Nelson Rodrigues revelou sua potencialidade de escrita por meio de jornais, no contato direto com a sensibilidade coletiva, emitindo representações sociais e deixando uma marca no imaginário popular, colocando na ordem do dia tipos sociais das ruas, inquietações vividas por pessoas comuns, dramas localizados, sentidos e compartilhados pela sociedade da década de 1950.
Segundo Xavier (2011) sua vida enquanto escritor de situações diárias do cotidiano esta ligada a sua maneira peculiar de associar sensação é percepção do mundo a sua volta, que lhe aparece por meio de conflitos, tensões e dilaceramentos em torno das relações humanas e familiares que se apresentam como catalizadoras das reações mais diversas em seus textos e na sociedade que se inteirava deles.
 O homem aparece em descompasso com o que lhe aparenta ser o certo e o correto. O modelo a ser seguido e vigiado não é mais hegemônico e natural. Mudam-se as regras, alteram-se os papéis, um novo mundo surge das páginas do jornal, da vida própria do escritor que a vivencia. Texto e contexto parecem-se entrelaçar-se num jogo dialético de posições contrárias, mas que se fazem sentido num processo civilizador que destrói a aparência das coisas, que renova a permanência do tradicionalismo do que é ser homem e mulher no mundo contemporâneo.
Quando tinha apenas quatorze anos de idade se meteu em calças compridas e foi trabalhar no jornal do pai, compondo um pequeno jornalzinho que saia junto com A Manhã, ali o jovem escritor se metera no ambiente da redação em um “tabloide de quatro páginas [...] era uma espécie de “A Manhã” de calças curtas, embora Nelson já tivesse deixado de usá-las. Ele queria ser como seu pai, um espadachim verbal” (CASTRO, 1992, p.60).
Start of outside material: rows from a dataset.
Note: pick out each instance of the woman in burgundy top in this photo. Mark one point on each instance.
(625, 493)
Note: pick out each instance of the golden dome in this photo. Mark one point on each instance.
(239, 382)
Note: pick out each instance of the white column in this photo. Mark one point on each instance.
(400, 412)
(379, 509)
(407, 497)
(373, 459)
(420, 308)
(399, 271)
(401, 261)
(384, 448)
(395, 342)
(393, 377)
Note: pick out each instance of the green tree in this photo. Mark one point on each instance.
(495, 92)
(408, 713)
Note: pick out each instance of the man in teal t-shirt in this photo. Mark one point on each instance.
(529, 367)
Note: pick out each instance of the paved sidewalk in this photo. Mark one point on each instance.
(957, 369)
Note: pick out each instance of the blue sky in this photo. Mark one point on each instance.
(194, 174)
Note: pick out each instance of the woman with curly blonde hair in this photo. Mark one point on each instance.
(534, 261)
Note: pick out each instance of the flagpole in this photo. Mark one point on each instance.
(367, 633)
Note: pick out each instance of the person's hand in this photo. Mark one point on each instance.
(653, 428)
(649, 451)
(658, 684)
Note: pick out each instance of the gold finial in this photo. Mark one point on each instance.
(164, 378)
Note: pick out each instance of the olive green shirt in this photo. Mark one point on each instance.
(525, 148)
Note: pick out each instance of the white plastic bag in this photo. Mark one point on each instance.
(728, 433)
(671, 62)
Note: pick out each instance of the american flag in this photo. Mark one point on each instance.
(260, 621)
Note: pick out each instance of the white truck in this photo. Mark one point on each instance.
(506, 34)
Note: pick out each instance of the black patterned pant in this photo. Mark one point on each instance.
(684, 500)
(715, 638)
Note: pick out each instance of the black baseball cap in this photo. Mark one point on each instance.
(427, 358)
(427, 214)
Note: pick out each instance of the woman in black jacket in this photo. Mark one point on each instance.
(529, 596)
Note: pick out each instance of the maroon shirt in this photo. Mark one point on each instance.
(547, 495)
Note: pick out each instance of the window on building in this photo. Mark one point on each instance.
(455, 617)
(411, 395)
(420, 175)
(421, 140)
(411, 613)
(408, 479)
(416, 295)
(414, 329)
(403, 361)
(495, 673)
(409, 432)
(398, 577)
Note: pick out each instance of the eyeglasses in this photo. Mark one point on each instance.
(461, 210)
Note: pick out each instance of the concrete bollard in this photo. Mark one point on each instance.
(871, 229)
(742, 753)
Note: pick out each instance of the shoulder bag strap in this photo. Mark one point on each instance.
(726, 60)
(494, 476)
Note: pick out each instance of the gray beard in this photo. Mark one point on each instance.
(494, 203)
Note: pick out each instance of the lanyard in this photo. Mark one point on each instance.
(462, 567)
Sua vida daí em diante passa a se confundir com os folhetins. Nesse momento de contato inicial de uma viagem duradoura de toda uma vida ele se mostrava em seus textos com “petulância de adolescente” com ataques pessoais, onde foi que:
Logo no primeiro número do tabloide desencadeou um ataque sem tamanho com o padre Félix Barreto, diretor do Ginásio do Recife, acusando-o de ter torturado seu primo Augusto, aluno do ginásio, a mando do governador Sérgio Loreto. “É inútil dizer que o padre Félix Barreto é um farrapo humano desprezível”, bramava Nelson no artigo, “um reles bandido, um pobre louco cujo cérebro a sífilis comeu e cuja lama é lavada durante duzentas vezes na latrina”. Em outro trecho, taxava o pio padre Félix, futuro nome do colégio no Recife, de “celebre violador de pretas” (CASTRO, 1992, p. 60).
    
O jornal que Nelson começará a escrever a metade deles foi destinado para o Recife. Aos poucos na segunda edição do jornal deixava de lado as questões pernambucanas
mas pedia o fechamento da Academia Brasileira de Letras pela polícia, classificava Epitácio Pessoa de “uma pústula social” e massacrava por atacado a Escola Nacional de Belas Artes, acusando-a de ser um antro de “marmanjos imbecis” (CASTRO, 1992, p. 61).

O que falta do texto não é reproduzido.